In questions that ask you to “use matrix algebra” to solve the problem, you can either show your syntax and output from carrying out the matrix operations, or you can use Equation Editor to input the matrices involved in your calculations.

This assignment is worth 16 points.


Exploratory Analysis

  1. Start by creating scatterplots to examine the relationship between each of the predictors and the outcome. Are there observations that look problematic in these plots? If so, identify the country(ies).

  2. Fit the regression model (specified in the introduction) to the data. Report the fitted equation.

  3. Create and include a set of plots that allow you to examine the assumptions for linear regression. Based on these plots, comment on the tenability of these assumptions.


Outliers, Leverage, and Influence

  1. Compute the externally studentized residuals for the observations based on the fitted regression. Based on these values, identify any countries that you would consider as regression outliers. Explain why you identified these countries as regression outliers.

  2. Fit a mean-shift model that will allow you to test whether the observation with the largest absolute studentized residual is statistically different from zero. Report the coefficient-level output (B, SE, t, and p) for this model.

  3. Find (and report) the Bonferroni adjusted p-value for the observation with the largest absolute studentized residual. Based on this p-value, is there statistical evidence to call this observation a regression outlier? Explain.

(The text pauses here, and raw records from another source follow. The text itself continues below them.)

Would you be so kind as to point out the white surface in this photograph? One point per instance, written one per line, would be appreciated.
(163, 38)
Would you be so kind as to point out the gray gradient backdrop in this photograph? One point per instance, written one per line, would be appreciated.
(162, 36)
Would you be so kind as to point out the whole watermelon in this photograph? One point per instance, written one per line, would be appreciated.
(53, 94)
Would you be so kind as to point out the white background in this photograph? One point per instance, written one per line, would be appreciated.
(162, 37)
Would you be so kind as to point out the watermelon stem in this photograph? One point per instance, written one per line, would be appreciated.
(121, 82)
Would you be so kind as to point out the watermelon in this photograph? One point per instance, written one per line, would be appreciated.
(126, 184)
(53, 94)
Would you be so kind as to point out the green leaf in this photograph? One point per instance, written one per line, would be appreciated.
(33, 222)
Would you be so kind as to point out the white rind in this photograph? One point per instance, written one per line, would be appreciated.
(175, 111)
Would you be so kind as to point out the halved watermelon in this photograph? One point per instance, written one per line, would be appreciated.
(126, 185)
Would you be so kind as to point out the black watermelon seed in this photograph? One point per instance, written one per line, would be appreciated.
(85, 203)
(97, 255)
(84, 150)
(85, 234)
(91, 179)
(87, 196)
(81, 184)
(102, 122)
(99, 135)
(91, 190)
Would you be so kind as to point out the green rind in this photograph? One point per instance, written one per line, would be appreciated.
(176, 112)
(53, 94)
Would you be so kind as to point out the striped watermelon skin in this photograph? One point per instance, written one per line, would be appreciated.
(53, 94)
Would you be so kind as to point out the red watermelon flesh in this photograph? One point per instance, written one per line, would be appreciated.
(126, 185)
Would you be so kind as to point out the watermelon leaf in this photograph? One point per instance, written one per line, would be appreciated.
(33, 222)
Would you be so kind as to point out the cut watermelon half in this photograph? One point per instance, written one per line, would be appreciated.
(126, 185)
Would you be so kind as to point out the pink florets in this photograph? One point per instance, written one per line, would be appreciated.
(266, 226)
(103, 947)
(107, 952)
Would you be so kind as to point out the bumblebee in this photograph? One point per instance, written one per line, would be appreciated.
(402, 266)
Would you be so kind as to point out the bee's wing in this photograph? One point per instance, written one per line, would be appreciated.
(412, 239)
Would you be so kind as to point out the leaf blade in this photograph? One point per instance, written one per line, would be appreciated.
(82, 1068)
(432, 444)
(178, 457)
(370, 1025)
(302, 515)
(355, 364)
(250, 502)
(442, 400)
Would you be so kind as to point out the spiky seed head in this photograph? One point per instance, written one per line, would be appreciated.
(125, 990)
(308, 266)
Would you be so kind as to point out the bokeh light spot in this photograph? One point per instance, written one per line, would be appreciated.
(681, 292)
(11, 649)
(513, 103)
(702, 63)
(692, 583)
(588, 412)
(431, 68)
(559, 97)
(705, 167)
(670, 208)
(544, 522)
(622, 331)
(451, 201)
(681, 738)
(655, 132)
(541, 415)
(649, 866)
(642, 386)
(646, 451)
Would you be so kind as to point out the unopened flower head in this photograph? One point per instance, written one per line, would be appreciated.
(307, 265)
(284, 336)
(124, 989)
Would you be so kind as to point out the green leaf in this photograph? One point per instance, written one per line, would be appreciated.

  4. Create and include an index plot of the leverage values. Include a line in this plot that displays the cutpoint for “high” leverage. Based on this plot, identify any countries with large leverage values.

  5. Based on the evidence you have looked at in Questions #4–7, do you suspect that any of the countries might influence the regression coefficients? Explain.


Influence Measures

  1. For each of the influence measures listed below, create and include an index plot of the influence measure. For each plot, also include a line that displays the cutpoint for “high” influence. (2pts)

    1. Scaled (standardized) DFBETA values
    2. Cook’s D
    3. DFFITS
    4. COVRATIO
  2. Show how the Cook’s D value for the country with the largest Cook’s D value is calculated using the country’s leverage value and standardized residual.


Remove and Refit

  1. Based on all of the evidence from the different influence measures you examined, identify and report the country(ies) that are influential. Explain how you decided on this set of observations.

  2. Remove the observations you identified in Question #12 from the data and refit the regression model omitting these observations. Report the fitted equation.

  3. Create and include a set of plots that allow you to examine the assumptions for linear regression. Based on these plots, comment on the tenability of these assumptions.

  4. Compare and contrast the coefficient-level inferences from the model fitted with the full data and that fitted with the omitted observations.

  5. Compare and contrast the model-level summaries, namely \(R^2\) and the RMSE, from the model fitted with the full data and that fitted with the omitted observations.